I am passionate about sociology and its ability to explain how structures in the society impact both the individual and the society, how the structures in a society work together and change, and the impact of that social change. We live in a global and changing community, so I am privileged to be part of the process that prepares students for a lifetime of change by inspiring, challenging, and nurturing them to discover their purpose and develop their maximum human potential. This includes equipping them with the tools they need to be critical thinkers who can challenge not only their own knowledge and beliefs, but also those of others, and to critically address the complexities of different social issues facing their local community and the world in general.
Chair, Sociology Department
Why do I love teaching sociology? The continual engagement with young people as they embark on their journey into adulthood fills me with hope and excitement about the future. I enjoy introducing students to sociology and accompanying them as they acquire a new, more critical perspective on the social world they inhabit and remake on a daily basis. More than anything, I relish the discipline’s transformative potential, its ability to present students with alternative modes of thinking- and being-in-the-world, to encourage them to critically examine existing social conditions and imagine how things could be different. I consider myself quite lucky to return year after year to this space where the bright-eyed energy of youth combines with the transformative power of sociology.
Currently, I’m working on research projects focused on local efforts to resist federal deportation policies across the United States and on urban development projects and displacement in the DC metro region. What fascinates me about this research is that it helps us to better understand how communities respond to adversities and work to create local social structures and relations that foster justice, inclusion, and community well-being.
Teaching sociology (or any subject for that matter), begins with a genuine love for the field. But, I believe in order to be an effective teacher of sociology, one must be genuinely willing to engage in a constant struggle with the concepts, theories, and methodological approaches that make up the discipline we know today. Like society itself, sociology is always changing. This means that teaching sociology, and teaching it well, requires an instructor to be comfortable in the role of student. As a proud ‘learner’ of sociology, my most recent explorations have taken me into the area of housing inequality, and community displacement in the greater Washington, D.C. area.
Sociology is the science of making meaningful connections. Teaching sociology 131 is connecting with others through dialogue and difference. Teaching and learning are an interactional processes that create change. Using technology and the networks it engenders, we analyze the changing conditions of the social order, connecting the local to the global and the global to the local. It is hard not to grow in such an environment.

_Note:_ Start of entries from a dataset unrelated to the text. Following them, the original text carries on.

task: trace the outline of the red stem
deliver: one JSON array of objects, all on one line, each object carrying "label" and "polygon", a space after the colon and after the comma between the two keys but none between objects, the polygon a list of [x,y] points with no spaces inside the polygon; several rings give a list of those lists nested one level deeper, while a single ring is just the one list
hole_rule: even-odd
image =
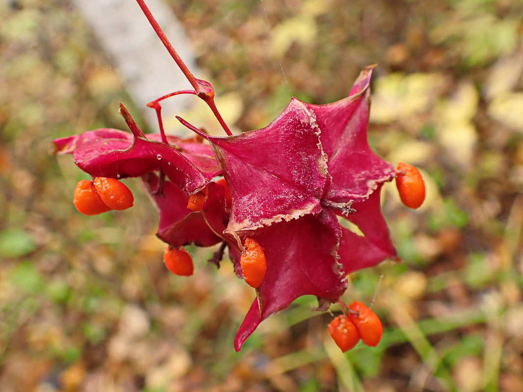
[{"label": "red stem", "polygon": [[123,119],[126,120],[126,123],[127,124],[127,126],[129,127],[129,129],[131,130],[131,132],[132,132],[132,134],[135,137],[144,138],[145,137],[145,135],[143,134],[143,132],[142,132],[142,130],[138,127],[136,121],[133,119],[132,116],[131,116],[131,113],[129,112],[129,111],[123,106],[123,103],[120,104],[120,110],[118,112],[121,114]]},{"label": "red stem", "polygon": [[[231,136],[232,135],[232,133],[231,132],[231,130],[229,129],[229,126],[227,126],[225,121],[223,121],[223,119],[222,118],[222,116],[218,112],[218,110],[216,108],[216,105],[214,104],[214,89],[213,88],[212,86],[210,83],[206,82],[206,80],[197,79],[195,77],[194,75],[192,75],[190,71],[189,71],[189,68],[187,68],[187,65],[186,65],[185,63],[184,63],[181,58],[178,55],[178,53],[176,53],[176,51],[175,50],[174,48],[173,47],[170,42],[169,42],[169,40],[167,39],[167,37],[162,30],[162,29],[160,28],[158,22],[156,21],[156,19],[154,19],[154,17],[153,16],[153,14],[151,13],[151,11],[149,10],[149,8],[145,5],[145,3],[144,0],[137,0],[137,2],[138,3],[138,5],[139,5],[140,7],[142,9],[142,11],[145,15],[145,17],[147,18],[147,20],[149,21],[149,23],[151,24],[151,26],[154,30],[154,31],[156,33],[158,37],[163,43],[164,46],[165,47],[165,48],[167,50],[169,54],[170,54],[173,59],[174,59],[175,62],[176,63],[176,65],[178,65],[181,72],[184,73],[184,75],[185,75],[187,80],[189,80],[191,85],[192,86],[192,87],[195,89],[196,95],[207,103],[207,105],[209,105],[209,107],[212,111],[212,113],[214,114],[214,117],[216,117],[217,120],[218,120],[218,122],[220,123],[220,124],[222,126],[222,128],[223,128],[225,133],[229,136]],[[180,94],[184,93],[180,93]],[[176,95],[176,94],[173,94],[173,95]],[[172,95],[169,95],[168,94],[167,96],[172,96]],[[167,96],[164,96],[165,98],[168,98],[168,97]],[[156,100],[157,102],[158,100],[161,100],[161,99]]]},{"label": "red stem", "polygon": [[192,132],[194,132],[197,135],[199,135],[202,137],[203,137],[204,139],[207,139],[208,140],[209,140],[209,135],[207,133],[206,133],[205,132],[203,132],[203,131],[202,131],[202,130],[201,129],[199,129],[198,128],[197,128],[196,126],[195,126],[192,124],[190,124],[189,123],[187,122],[187,121],[186,121],[185,120],[184,120],[183,118],[181,118],[179,116],[176,116],[176,119],[178,121],[179,121],[180,122],[181,122],[181,124],[183,125],[185,125],[185,126],[187,126],[188,128],[189,128],[189,129],[190,129],[191,131],[192,131]]},{"label": "red stem", "polygon": [[145,15],[145,17],[147,18],[147,20],[149,21],[149,24],[154,29],[155,32],[156,32],[156,34],[158,36],[158,38],[160,39],[162,42],[163,43],[164,46],[167,49],[167,51],[169,54],[173,57],[174,61],[176,62],[176,64],[178,65],[178,67],[184,73],[184,75],[189,80],[189,82],[191,84],[193,87],[194,87],[195,90],[197,91],[198,90],[198,79],[194,77],[194,75],[191,73],[191,72],[189,71],[189,68],[187,68],[187,66],[185,65],[183,60],[178,55],[178,53],[176,53],[176,51],[174,50],[174,48],[171,45],[170,42],[169,42],[169,40],[167,39],[167,37],[158,24],[158,22],[156,20],[154,19],[154,17],[153,16],[153,14],[151,13],[151,11],[149,10],[149,7],[145,5],[145,3],[143,0],[137,0],[138,2],[138,5],[142,9],[142,11],[143,12],[144,14]]}]

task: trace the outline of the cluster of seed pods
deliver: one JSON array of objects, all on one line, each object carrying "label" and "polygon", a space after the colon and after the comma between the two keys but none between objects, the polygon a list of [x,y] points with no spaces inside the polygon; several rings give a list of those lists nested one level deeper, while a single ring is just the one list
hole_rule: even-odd
[{"label": "cluster of seed pods", "polygon": [[[192,274],[185,245],[221,244],[210,261],[219,266],[228,249],[236,274],[256,289],[235,338],[237,351],[262,321],[298,296],[315,295],[319,309],[342,303],[347,274],[399,259],[381,213],[381,186],[395,178],[402,201],[412,209],[423,203],[425,187],[415,167],[400,163],[394,169],[368,145],[372,66],[362,71],[344,99],[313,105],[293,98],[268,126],[233,136],[214,105],[212,87],[195,78],[143,0],[137,2],[194,89],[147,105],[156,111],[159,134],[144,135],[121,105],[132,134],[101,129],[54,141],[58,153],[73,154],[93,178],[75,190],[79,212],[92,215],[132,206],[132,194],[119,179],[139,177],[158,210],[157,235],[167,244],[164,262],[169,271]],[[160,102],[183,94],[202,99],[228,136],[210,136],[179,118],[197,135],[166,135]],[[263,153],[268,148],[273,161]],[[338,220],[357,225],[364,236]],[[282,250],[291,243],[297,249]],[[356,301],[342,308],[344,314],[328,328],[341,350],[360,340],[377,345],[383,328],[376,315]]]}]

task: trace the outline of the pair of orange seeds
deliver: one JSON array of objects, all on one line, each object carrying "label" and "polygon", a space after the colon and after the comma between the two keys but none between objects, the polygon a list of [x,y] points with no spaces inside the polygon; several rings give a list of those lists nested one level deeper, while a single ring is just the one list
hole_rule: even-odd
[{"label": "pair of orange seeds", "polygon": [[381,340],[383,327],[376,314],[367,305],[354,301],[347,315],[340,315],[328,325],[329,335],[343,352],[354,347],[361,340],[376,347]]},{"label": "pair of orange seeds", "polygon": [[131,190],[114,178],[95,177],[82,180],[74,189],[73,204],[84,215],[101,214],[111,210],[121,211],[132,206],[134,199]]}]

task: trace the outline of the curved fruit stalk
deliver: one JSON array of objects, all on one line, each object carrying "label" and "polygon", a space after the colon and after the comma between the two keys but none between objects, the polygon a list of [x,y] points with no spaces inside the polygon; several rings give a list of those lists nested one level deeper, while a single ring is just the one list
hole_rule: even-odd
[{"label": "curved fruit stalk", "polygon": [[76,184],[73,204],[78,212],[87,215],[98,215],[112,209],[104,203],[94,184],[88,180],[82,180]]},{"label": "curved fruit stalk", "polygon": [[169,271],[180,276],[190,276],[194,271],[192,258],[181,247],[166,246],[164,250],[164,262]]},{"label": "curved fruit stalk", "polygon": [[94,183],[102,201],[111,209],[121,211],[132,206],[134,198],[123,183],[114,178],[96,177]]},{"label": "curved fruit stalk", "polygon": [[421,173],[412,165],[400,162],[397,169],[396,187],[401,201],[409,208],[419,208],[425,198],[425,185]]},{"label": "curved fruit stalk", "polygon": [[357,301],[353,301],[348,309],[347,316],[359,331],[362,341],[372,347],[378,345],[383,335],[383,326],[376,314]]},{"label": "curved fruit stalk", "polygon": [[263,281],[267,271],[267,260],[263,248],[252,238],[246,238],[245,250],[242,252],[240,265],[245,282],[256,289]]},{"label": "curved fruit stalk", "polygon": [[340,315],[328,325],[329,335],[343,352],[354,347],[360,340],[357,327],[345,315]]}]

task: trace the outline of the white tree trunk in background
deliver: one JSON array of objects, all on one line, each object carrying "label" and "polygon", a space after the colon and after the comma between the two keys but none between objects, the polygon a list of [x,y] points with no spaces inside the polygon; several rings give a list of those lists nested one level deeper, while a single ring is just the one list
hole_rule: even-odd
[{"label": "white tree trunk in background", "polygon": [[[191,89],[135,0],[73,0],[92,27],[112,66],[123,80],[150,126],[157,129],[154,110],[148,102],[176,90]],[[194,55],[183,27],[161,0],[147,6],[189,70],[198,77]],[[200,75],[201,77],[201,75]],[[166,117],[188,108],[195,97],[175,97],[162,103]]]}]

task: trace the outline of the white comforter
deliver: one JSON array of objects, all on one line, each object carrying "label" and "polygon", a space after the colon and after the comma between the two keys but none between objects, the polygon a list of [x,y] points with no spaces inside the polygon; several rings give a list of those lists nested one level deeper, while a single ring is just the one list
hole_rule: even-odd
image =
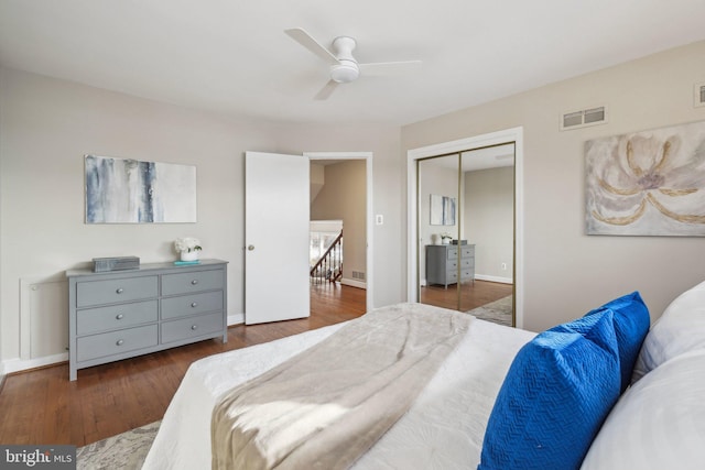
[{"label": "white comforter", "polygon": [[[210,468],[216,398],[327,338],[340,325],[194,362],[170,404],[144,469]],[[519,350],[533,338],[482,320],[442,364],[416,402],[354,469],[468,469],[479,463],[495,397]]]}]

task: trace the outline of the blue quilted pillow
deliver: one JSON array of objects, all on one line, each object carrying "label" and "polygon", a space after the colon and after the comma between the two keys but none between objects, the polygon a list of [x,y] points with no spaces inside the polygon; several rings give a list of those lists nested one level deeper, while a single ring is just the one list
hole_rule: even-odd
[{"label": "blue quilted pillow", "polygon": [[627,390],[631,383],[631,375],[634,363],[641,350],[651,319],[649,318],[649,308],[641,299],[638,292],[616,298],[588,311],[587,315],[612,310],[615,314],[615,334],[617,335],[617,343],[619,346],[619,369],[621,371],[621,392]]},{"label": "blue quilted pillow", "polygon": [[619,397],[612,321],[605,310],[524,345],[495,402],[478,470],[579,468]]}]

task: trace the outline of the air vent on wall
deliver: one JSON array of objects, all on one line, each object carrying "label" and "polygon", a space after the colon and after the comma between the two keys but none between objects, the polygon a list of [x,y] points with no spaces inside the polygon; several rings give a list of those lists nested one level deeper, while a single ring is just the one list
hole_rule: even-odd
[{"label": "air vent on wall", "polygon": [[607,107],[600,106],[563,113],[561,117],[561,130],[586,128],[588,125],[604,124],[605,122],[607,122]]},{"label": "air vent on wall", "polygon": [[695,84],[693,87],[693,106],[705,106],[705,83]]}]

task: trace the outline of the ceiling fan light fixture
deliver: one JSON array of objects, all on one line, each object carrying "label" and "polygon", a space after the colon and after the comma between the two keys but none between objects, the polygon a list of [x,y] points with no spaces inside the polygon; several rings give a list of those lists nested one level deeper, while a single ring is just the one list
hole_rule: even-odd
[{"label": "ceiling fan light fixture", "polygon": [[354,61],[340,61],[330,66],[330,78],[338,84],[348,84],[360,76],[360,69]]}]

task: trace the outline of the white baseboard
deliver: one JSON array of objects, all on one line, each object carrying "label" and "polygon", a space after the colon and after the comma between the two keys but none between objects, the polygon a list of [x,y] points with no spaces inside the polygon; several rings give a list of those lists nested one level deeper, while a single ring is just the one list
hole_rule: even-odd
[{"label": "white baseboard", "polygon": [[44,365],[53,365],[66,361],[68,361],[68,352],[35,359],[8,359],[2,361],[2,373],[11,374],[13,372],[26,371],[29,369],[42,368]]},{"label": "white baseboard", "polygon": [[356,280],[348,280],[345,277],[340,278],[340,284],[349,285],[350,287],[358,287],[358,288],[365,288],[365,289],[367,288],[367,283],[356,281]]},{"label": "white baseboard", "polygon": [[245,314],[228,315],[228,326],[242,325],[245,323]]},{"label": "white baseboard", "polygon": [[511,277],[488,276],[486,274],[476,274],[475,278],[478,281],[498,282],[502,284],[513,284]]}]

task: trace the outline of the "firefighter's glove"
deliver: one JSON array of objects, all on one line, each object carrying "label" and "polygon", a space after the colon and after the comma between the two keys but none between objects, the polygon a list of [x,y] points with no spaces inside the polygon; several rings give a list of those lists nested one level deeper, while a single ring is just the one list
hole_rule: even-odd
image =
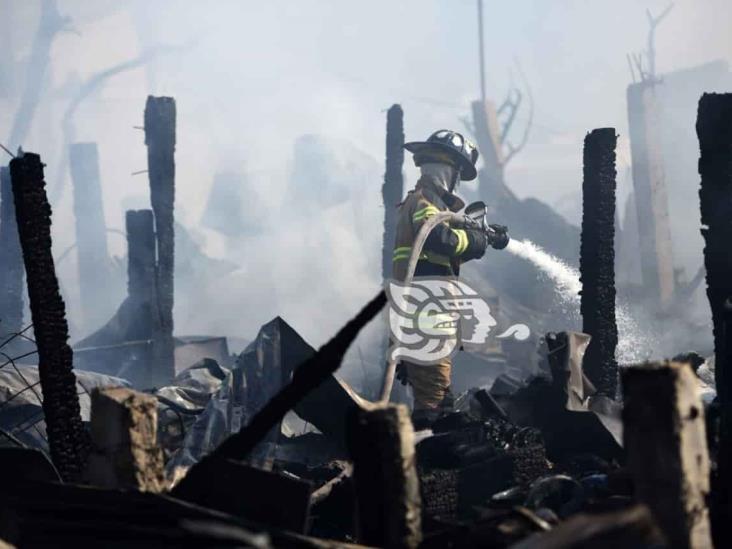
[{"label": "firefighter's glove", "polygon": [[505,225],[488,225],[493,230],[491,246],[496,250],[502,250],[508,246],[508,227]]},{"label": "firefighter's glove", "polygon": [[409,381],[409,378],[407,378],[407,367],[404,365],[403,362],[397,364],[396,378],[402,385],[406,385]]},{"label": "firefighter's glove", "polygon": [[488,235],[479,229],[466,229],[465,232],[468,235],[468,247],[463,252],[463,261],[480,259],[485,254],[488,244],[490,244]]}]

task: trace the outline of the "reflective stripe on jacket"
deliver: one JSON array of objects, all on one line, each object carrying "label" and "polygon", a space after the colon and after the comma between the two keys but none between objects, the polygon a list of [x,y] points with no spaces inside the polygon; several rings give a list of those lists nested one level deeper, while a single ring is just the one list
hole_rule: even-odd
[{"label": "reflective stripe on jacket", "polygon": [[[449,202],[449,206],[448,206]],[[450,193],[440,191],[432,177],[422,176],[399,206],[392,273],[404,280],[414,240],[424,222],[438,212],[456,212],[463,201]],[[457,276],[460,256],[468,248],[468,235],[463,229],[453,229],[445,222],[432,229],[422,248],[415,276]]]}]

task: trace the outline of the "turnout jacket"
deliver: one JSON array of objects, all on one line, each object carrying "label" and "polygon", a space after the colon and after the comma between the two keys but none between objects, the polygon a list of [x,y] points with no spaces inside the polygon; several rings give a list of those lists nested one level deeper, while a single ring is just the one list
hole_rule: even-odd
[{"label": "turnout jacket", "polygon": [[[392,258],[396,280],[406,278],[412,245],[424,222],[438,212],[457,212],[463,206],[458,196],[442,189],[433,177],[420,177],[399,205]],[[485,251],[485,246],[476,246],[470,232],[452,228],[447,222],[437,225],[425,241],[414,275],[457,276],[462,262],[481,257]]]}]

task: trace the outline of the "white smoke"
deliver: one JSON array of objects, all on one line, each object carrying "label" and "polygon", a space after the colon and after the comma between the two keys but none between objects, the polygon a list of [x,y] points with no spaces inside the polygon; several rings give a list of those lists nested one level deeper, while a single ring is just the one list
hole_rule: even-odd
[{"label": "white smoke", "polygon": [[[579,316],[582,283],[575,268],[529,240],[511,240],[506,250],[538,267],[557,285],[565,314]],[[652,338],[643,333],[627,307],[616,304],[615,318],[618,325],[618,347],[615,357],[618,362],[633,364],[647,359],[653,352]]]}]

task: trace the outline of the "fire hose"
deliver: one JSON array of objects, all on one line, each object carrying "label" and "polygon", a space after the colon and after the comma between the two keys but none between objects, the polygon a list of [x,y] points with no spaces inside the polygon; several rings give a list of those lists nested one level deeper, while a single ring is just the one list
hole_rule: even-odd
[{"label": "fire hose", "polygon": [[[472,211],[472,213],[471,213]],[[407,264],[407,274],[404,277],[404,284],[409,286],[414,279],[414,272],[417,269],[417,262],[419,261],[420,255],[422,255],[422,248],[424,243],[427,241],[427,237],[432,232],[432,229],[437,227],[440,223],[448,222],[455,226],[470,227],[483,231],[489,238],[489,242],[495,242],[498,233],[503,233],[506,237],[506,228],[498,225],[488,225],[485,220],[485,204],[482,202],[476,202],[471,204],[465,209],[464,214],[455,212],[439,212],[429,217],[421,229],[417,233],[417,237],[414,239],[412,245],[412,253],[409,256],[409,263]],[[394,386],[394,376],[396,375],[397,361],[389,358],[384,371],[384,379],[381,384],[381,395],[379,398],[379,404],[386,404],[391,398],[391,390]]]}]

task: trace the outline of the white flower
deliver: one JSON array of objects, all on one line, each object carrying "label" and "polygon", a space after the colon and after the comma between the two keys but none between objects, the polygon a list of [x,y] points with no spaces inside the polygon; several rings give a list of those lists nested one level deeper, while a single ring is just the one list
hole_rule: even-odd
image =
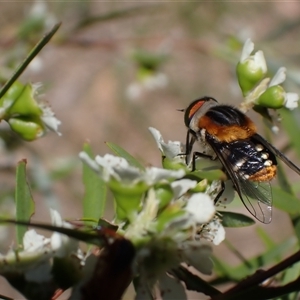
[{"label": "white flower", "polygon": [[163,155],[165,155],[169,159],[178,158],[179,161],[182,161],[182,158],[179,156],[179,154],[183,153],[182,143],[178,141],[168,141],[168,143],[165,143],[161,133],[157,129],[149,127],[149,131],[153,135],[157,147]]},{"label": "white flower", "polygon": [[34,229],[25,232],[23,237],[24,251],[36,252],[49,245],[50,239],[38,234]]},{"label": "white flower", "polygon": [[55,117],[55,114],[52,111],[51,107],[46,103],[40,103],[39,106],[43,112],[43,114],[41,115],[41,119],[45,126],[49,130],[56,132],[58,135],[61,135],[61,133],[58,131],[58,126],[61,125],[61,121]]},{"label": "white flower", "polygon": [[216,212],[213,200],[204,193],[193,194],[188,199],[185,210],[190,213],[196,224],[209,222]]},{"label": "white flower", "polygon": [[196,187],[197,181],[190,179],[180,179],[171,182],[171,188],[174,193],[174,198],[179,198],[185,194],[188,190]]},{"label": "white flower", "polygon": [[220,219],[215,216],[208,224],[203,226],[199,236],[200,239],[204,238],[215,245],[219,245],[225,239],[225,229]]},{"label": "white flower", "polygon": [[111,154],[98,155],[93,160],[85,152],[81,152],[79,157],[106,182],[109,182],[113,178],[129,185],[144,182],[148,186],[151,186],[158,182],[164,182],[171,178],[181,178],[185,175],[184,170],[172,171],[154,167],[140,170],[130,166],[126,159]]}]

Learning isn’t a spectator sport – you can’t sit on
the sidelines and expect to understand the world in which we live! Rather than just reading about the work that sociologists do, I want students to get a feel for doing sociology, to discover the ways our lives are shaped by the social relationships that we often take for granted. At Marymount, our students bring a global perspective to the classroom. Together we strive for intellectual excellence by analyzing issues from diverse perspectives, considering views of people from all walks of life, and giving voice to those who are marginalized. More often than not I learn from my students, getting a new perspective by seeing the world through their eyes. Our conversations spark intellectual curiosity and challenge us to value the insights that come from our differences and thinking beyond those cultural and geographical boundaries that define our comfort zones.